Trappings of state

By Linda Polman, the author of We Did Nothing: Why the Truth Doesn't Always Come Out When the UN Goes In (THE GUARDIAN, 31/05/06):

The world's newest state is balanced on a knife edge. Only months after UN troops wrapped up their nation-building mission in East Timor, President Xanana Gusmao has imposed emergency rule, and an Australian-led peacekeeping force of more than 2,000 has been flown in. Peace talks in Dili are welcome, but they are taking place against a backdrop of continued violence, with fighting raging on between government forces and their mutinous colleagues. A coup remains a real threat.

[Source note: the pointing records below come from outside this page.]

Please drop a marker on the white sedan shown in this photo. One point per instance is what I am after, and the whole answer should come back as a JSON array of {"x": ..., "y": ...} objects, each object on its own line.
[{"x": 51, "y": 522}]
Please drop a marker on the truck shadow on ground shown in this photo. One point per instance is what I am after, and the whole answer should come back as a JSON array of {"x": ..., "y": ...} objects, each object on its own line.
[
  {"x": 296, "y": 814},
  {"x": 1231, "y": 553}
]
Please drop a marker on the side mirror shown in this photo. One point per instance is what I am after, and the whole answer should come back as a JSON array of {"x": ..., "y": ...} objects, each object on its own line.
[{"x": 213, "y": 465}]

The outbreak of violence should come as no surprise - UN forces have left East Timor. In the absence of external military stabilisation, most countries emerging from violence will return to it within a few years, no matter what economic aid, advice and other forms of support they receive. Despite this, the order to nation-builders from their financiers, the UN member states, is to make the missions as short, cheap and small as they can, whatever the context.

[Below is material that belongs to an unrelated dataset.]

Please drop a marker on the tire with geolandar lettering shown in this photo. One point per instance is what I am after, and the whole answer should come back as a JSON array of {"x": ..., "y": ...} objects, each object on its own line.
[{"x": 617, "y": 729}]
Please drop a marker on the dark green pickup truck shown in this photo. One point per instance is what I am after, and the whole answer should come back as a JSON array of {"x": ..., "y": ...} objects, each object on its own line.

What is called peacekeeping amounts in practice to nation-building: the makeover of desperately poor countries emerging from devastating conflict into "real" nations. Nation-building has been a UN task since the end of the cold war. The frequency and scale of these missions have steadily risen. During the cold war, the organisation launched a new operation on average once every four years. Since 1989 this has risen to more than once a year.

As a journalist, I have witnessed UN missions in many places. But whether in Somalia, Haiti, Rwanda, Sierra Leone or Liberia, I never saw the birth or restoration of a "real" country. It was the international trainers and their sidekicks - such as Halliburton, DynCorp or Blackwater - working at breathtaking speed to the set design for a democratic country. They rapidly build a stage on which the new nationals must wander. Day and night, they work their way through their list of props.

In East Timor, the sponsoring of an elected president, ministers and members of parliament who all take seats in freshly painted buildings has proved insufficient. The government consists of freedom fighters dressed as politicians. They claim the moral high ground, but they lack the self-cleansing abilities needed for democratic rule.

Serious doubts about the loyalty of the security forces should have emerged even before the fighting broke out. In its haste to end nation-building programmes, the UN hardly ever screens candidates for the police and the army. Many of the mutineers, who go around looting and burning in East Timor, were rebels before, too. In nation-building operations there is no time to repeat anything, so everyone graduates in the police and military academies.

Elections are scheduled for next year. The current unrest should be seen in that context. Half the leaders are clinging to the power that the other half covets. The government has made some serious mistakes. It neglected the underdeveloped provinces outside the capital. No priority was given to rebuilding the economy. Extreme poverty, especially among young unemployed men, has encouraged the formation of gangs that have taken part in the recent violence. How much time the international community will give the East Timorese to get over their problems this time around remains to be seen. Protecting people against their leaders should be a humanitarian duty - a human right, not a favour.